Ni tecnócratas ni revolucionarios
Durante el siglo veinte existieron dos ilusiones: que la política se puede reducir a una técnica administrativa y que es posible que una acción revolucionaria transforme al orden social terminando con las diferencias de poder y dinero. En el primer caso basta que a los cargos públicos lleguen los expertos adecuados y que se apliquen los modelos correctos de gestión, dirección y supervisión. En el segundo, que la clase gobernante --irredimible y llena de vicios-- sea sustituida por otra, virtuosa y justiciera.
Ambas visiones --la tecnocrática y la revolucionaria-entienden la política como algo que debe ser domesticado o, incluso, erradicado. Asumen que puede alcanzarse un conocimiento certero para tomar las decisiones objetivamente correctas. El tecnócrata cree que elegir el mejor curso de acción para resolver un problema público es un asunto técnico. Gobernar es similar a construir un puente: se trata de conseguir la información pertinente para el caso, considerar la mejor opción a mano y ponerse a la obra. Si algo sale mal, será porque la información utilizada resultó insuficiente o porque faltaron las condiciones necesarias para el buen éxito de la política elegida.
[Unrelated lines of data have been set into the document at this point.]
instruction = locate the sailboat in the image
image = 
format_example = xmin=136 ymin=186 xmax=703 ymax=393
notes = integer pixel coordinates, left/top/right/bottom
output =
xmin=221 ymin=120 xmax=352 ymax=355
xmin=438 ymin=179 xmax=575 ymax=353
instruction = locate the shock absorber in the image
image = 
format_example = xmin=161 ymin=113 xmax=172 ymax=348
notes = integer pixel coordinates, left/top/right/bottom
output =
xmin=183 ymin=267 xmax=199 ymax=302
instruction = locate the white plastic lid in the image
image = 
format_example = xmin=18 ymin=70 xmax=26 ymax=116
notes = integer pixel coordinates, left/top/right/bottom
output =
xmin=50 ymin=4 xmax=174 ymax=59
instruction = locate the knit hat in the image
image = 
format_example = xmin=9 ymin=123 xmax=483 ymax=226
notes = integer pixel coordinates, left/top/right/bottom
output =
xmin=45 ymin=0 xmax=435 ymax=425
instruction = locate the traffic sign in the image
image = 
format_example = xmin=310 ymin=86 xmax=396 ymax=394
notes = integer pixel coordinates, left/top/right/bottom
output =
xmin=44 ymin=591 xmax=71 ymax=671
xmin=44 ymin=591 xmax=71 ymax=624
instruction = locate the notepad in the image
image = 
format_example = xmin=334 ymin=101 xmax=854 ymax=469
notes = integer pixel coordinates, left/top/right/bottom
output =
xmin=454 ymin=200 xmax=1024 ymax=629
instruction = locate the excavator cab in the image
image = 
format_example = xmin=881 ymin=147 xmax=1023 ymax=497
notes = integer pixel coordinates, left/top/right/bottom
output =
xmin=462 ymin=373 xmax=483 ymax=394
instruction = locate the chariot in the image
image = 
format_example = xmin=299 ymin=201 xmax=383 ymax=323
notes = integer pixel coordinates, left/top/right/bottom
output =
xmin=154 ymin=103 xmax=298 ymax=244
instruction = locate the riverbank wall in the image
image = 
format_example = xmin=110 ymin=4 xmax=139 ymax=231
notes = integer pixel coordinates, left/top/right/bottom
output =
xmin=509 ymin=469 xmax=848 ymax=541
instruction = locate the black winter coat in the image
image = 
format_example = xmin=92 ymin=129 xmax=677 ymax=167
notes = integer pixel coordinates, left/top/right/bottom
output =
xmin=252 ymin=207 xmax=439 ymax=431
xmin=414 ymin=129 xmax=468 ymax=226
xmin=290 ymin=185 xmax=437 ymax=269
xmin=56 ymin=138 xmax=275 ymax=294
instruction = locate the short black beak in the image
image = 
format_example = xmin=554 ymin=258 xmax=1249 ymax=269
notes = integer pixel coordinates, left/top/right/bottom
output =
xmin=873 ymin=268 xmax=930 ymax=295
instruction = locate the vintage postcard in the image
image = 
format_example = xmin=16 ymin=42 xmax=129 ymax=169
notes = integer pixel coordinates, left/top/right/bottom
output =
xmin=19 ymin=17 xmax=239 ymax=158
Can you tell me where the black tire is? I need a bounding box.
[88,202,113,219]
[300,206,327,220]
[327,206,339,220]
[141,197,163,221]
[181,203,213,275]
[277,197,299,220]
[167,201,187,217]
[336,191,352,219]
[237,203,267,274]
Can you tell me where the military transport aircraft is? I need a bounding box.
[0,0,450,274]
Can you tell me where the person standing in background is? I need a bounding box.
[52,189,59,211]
El revolucionario considera que la justeza de sus propósitos --liberar a un pueblo del mal-- lo faculta para tomar cualquier decisión. La política es sencilla: de un lado están los enemigos del pueblo, del otro quienes lo defienden. Por ese solo hecho, a estos últimos los acompaña la razón. Si a los revolucionarios las cosas no les salen bien será porque los enemigos del pueblo han conspirado contra ellos, pero no porque se han equivocado, y mucho menos porque carezcan de virtudes suficientes para ser buenos gobernantes.
Tecnócratas y revolucionarios buscan certezas absolutas, justificaciones inexpugnables y soluciones eficaces. No consideran la complejidad inherente a los asuntos humanos; tampoco que la tendencia al error es omnipresente y que en nombre de las bondades que pretenden obtener pueden cometer excesos. Son expertos en evadir la responsabilidad moral implicada en la política. Si algo sale mal será porque el mundo es irracional: impone límites a la razón técnica o a la práctica de la virtud. Para muchos tecnócratas, la gente es irracional o premoderna: esto hace que las decisiones fallen. Los revolucionarios pueden aducir, también, que mucha gente es inmoral y pone obstáculos a sus medidas.
En pleno siglo veintiuno, se supone que tenemos una visión menos simplista de las cosas. Tendríamos que superar las visiones tecnocráticas y reconocer que pueden ser ingenuas, cuando no perversas y excluyentes. Algo similar debemos hacer a la hora de analizar las posturas revolucionarias: terminan encubriendo gobiernos autocráticos que socavan la libertad y reprimen la expresión de las diferencias. Los ejemplos de ambas posturas están a la vista. El primer caso, el de una tecnocracia carente de suficiente sensibilidad política, es el de los gobiernos instalados a partir de la llegada de Miguel de la Madrid a la presidencia de México. El segundo se puede documentar con los ejemplos del régimen cubano y el chavismo en Venezuela.
Si la concepción tecnocrática de la política termina por ser excluyente y la visión revolucionaria produce pesadillas de opresión, ¿cuál es la posición correcta? Una que asuma que a la política no hay que suprimirla ni acallarla, sino encauzarla por la vía del debate serio entre quienes representen puntos de vista distintos sobre los problemas públicos. Necesitamos entender que el sentido de la política es tomar decisiones técnicamente adecuadas y también moralmente correctas.
La administración de los asuntos públicos requiere racionalidad administrativa y las sociedades necesitan perseguir ideales y utopías, pero no para arribar a un mundo sin política y sin diferencias expresadas con libertad, aplanado y uniforme en el que sólo valgan las opiniones de los expertos o lo que piensen los inmaculados “defensores del pueblo”. No se trata de abandonar los aspectos positivos --que los tienen-- de las concepciones de la tecnocracia y las ideas que defienden los revolucionarios, sino de mantener viva la posibilidad de la disidencia y las expresiones de la crítica.
En los asuntos públicos no hay decisiones absolutamente correctas ni posicionamientos completamente justos. Cualquier curso de acción provoca consecuencias negativas indeseadas y lleva la impronta de intereses particulares. Ése es el pecado original del ejercicio del poder. Por eso, hay que desconfiar de quien insista en que encarna con pureza la voluntad de todos. Y también de quien dice poseer la verdad última de las cosas. No hay más salida, pues, que dialogar, criticar y debatir... para al final acordar vías de acción sabiendo que muy pronto deberán ser revisadas otra vez. Eso es la esencia de la democracia que no es monopolio ni de tecnócratas ni de revolucionarios.